Она опускается на мягкий табурет напротив кухонного острова и с благодарностью глотает вино. Затем она опускает бокал и делает глубокий вдох.
— Рамзес, я очень сожалею о той ночи. Я была расстроена тем, что ты сделал это, не спросив меня, но я не должна была предполагать злой умысел. Я знаю, что ты хочешь для меня добра.
— Да, но я все равно облажался.
Блейк выглядит удивленной, что я так легко в этом признался.
Последние пару дней я не был на нее обижен. Я зациклился на этой проблеме, пытаясь понять, где я ошибся. И, кажется, я наконец-то понял.
Я обхожу остров, сажусь рядом с Блейк и беру ее руку в свою.
— Прости меня за то, что я вышел из себя. Ты для меня самое дорогое, что есть на свете, и ты столько терпела мое возмутительное поведение.

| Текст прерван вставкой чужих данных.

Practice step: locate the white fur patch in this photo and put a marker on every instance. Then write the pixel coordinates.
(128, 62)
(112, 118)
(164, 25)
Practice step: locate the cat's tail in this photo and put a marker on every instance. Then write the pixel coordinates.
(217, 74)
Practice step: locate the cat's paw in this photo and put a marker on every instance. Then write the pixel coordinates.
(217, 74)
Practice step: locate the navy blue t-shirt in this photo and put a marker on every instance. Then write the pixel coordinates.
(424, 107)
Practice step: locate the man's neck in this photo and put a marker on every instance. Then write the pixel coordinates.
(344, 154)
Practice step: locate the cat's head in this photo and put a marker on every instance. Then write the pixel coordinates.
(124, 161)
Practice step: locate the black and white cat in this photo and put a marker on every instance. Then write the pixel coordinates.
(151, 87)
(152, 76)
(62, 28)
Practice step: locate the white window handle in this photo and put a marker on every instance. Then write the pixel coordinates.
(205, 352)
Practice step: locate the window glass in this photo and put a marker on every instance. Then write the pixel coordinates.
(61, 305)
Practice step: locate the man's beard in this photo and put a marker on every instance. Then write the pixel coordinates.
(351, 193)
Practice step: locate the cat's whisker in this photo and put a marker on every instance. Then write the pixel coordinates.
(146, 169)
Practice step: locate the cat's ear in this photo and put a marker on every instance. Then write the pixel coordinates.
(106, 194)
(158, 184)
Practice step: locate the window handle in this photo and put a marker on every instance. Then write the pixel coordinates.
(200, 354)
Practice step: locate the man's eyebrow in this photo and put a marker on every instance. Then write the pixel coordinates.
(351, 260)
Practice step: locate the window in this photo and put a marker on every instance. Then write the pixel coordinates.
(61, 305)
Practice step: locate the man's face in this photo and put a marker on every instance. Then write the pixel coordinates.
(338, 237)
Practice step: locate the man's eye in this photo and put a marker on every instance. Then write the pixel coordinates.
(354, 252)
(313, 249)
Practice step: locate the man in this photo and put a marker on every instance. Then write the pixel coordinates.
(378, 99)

И хотя я хотел устроить праздник, мне не следовало злиться на тебя. И я не должен был говорить то, что сказал.
Блейк делает дрожащий вдох, ее плечи поднимаются к ушам, а затем все ее тело замирает, голова повисает, слезы текут по щекам, хотя я с трудом понимаю, как у нее вообще что-то осталось.
Я укусил ее, и мне чертовски стыдно за это.
Она кажется такой стойкой, такой несокрушимой. Но я уже знал, что ее можно ранить, и должен был догадаться, что больше всего ей будет больно от меня.
Я обнял ее, притянул к себе на колени, наши лица оказались на расстоянии дюйма друг от друга.
— У меня никогда не было человека, который бы так на меня реагировал. Даже Бриггс. Честно говоря, меня это даже завело. Я вышел из твоей квартиры злой, но к тому времени, как я добрался до лестницы, это переросло в меланхолию, потому что я уже скучал по тебе. И хотя смысл был в том, чтобы сделать для тебя что-то особенное, ты была права, что я делал то, что хотел.
Блейк поворачивается ко мне лицом. Она берет мое лицо в свои руки и нежно целует меня в губы. Она плачет, но сейчас тоже улыбается.
Я говорю ей: — Меня никто никогда так не называл, и мне потребовалась двухчасовая прогулка до дома, чтобы понять о себе то, чего я никогда не знал. Всю свою жизнь я маскировал свою неадекватность своими достижениями. И когда я был самым расстроенным и самым незрелым, я узнал это о себе, когда сказал тебе посмотреть на табло. Потому что да, я на вершине. Но знаешь, что там написано? Рамзес. Рамзес Завоеватель. И когда я шел домой один, я не чувствовал себя завоевателем. Я был чертовски несчастен. Потому что я боялся, что потерял тебя навсегда.
Блейк вздыхает, ее лоб прижимается к моему. — Я была так подавлена. Я не могла поверить, что все это потеряла.
— Это не так, — говорю я ей. — Ты не можешь. Пока я не встретил тебя, победа была всем, что имело значение. Но теперь, когда у меня есть ты, ничто из этого не имеет значения, если я не могу разделить это с тобой.
Я обхватываю ее руками за талию и поднимаю на кухонную стойку, так что она все еще стоит лицом ко мне, но я могу смотреть на нее ясно.
— Прошлой ночью ты спросила меня, сколько будет стоить купить меня. И мне нечего было ответить, потому что я знал, что ты права. Поэтому я надеюсь, что смогу сделать тебе последнее предложение…
Я сунул ей в руки мобильный телефон.
— Проверь свой счет.
Блейк смотрит на меня так, будто не может поверить, что я собираюсь все испортить заново.
— Ты сейчас серьезно?
— Не волнуйся, я не совершаю ошибок. — Я подмигиваю ей. — Дважды.
Большой палец Блейк движется по экрану, ее плечи напряжены, а выражение лица озабоченное.
Когда она видит баланс, она становится совершенно неподвижной. Ее глаза медленно поднимаются к моим.
Я говорю: — Я знаю, что тебя нельзя купить. Но вот все, что у меня есть.
Она снова смотрит на экран. Потом снова на меня.
— Что это?
Я отодвигаю стул и опускаюсь перед ней на колени.
— Блейк, я хочу только тебя. Я хочу расти с тобой, хочу стать лучше с тобой, хочу смеяться и любить с тобой. И больше всего я хочу разделять наши совместные достижения. Я понял, что хочу именно этого, когда ты позаботилась обо мне, когда я переживал из-за отца. Никто никогда не помогал мне так. Я знаю, что этого недостаточно, но вот каждый доллар, который у меня есть.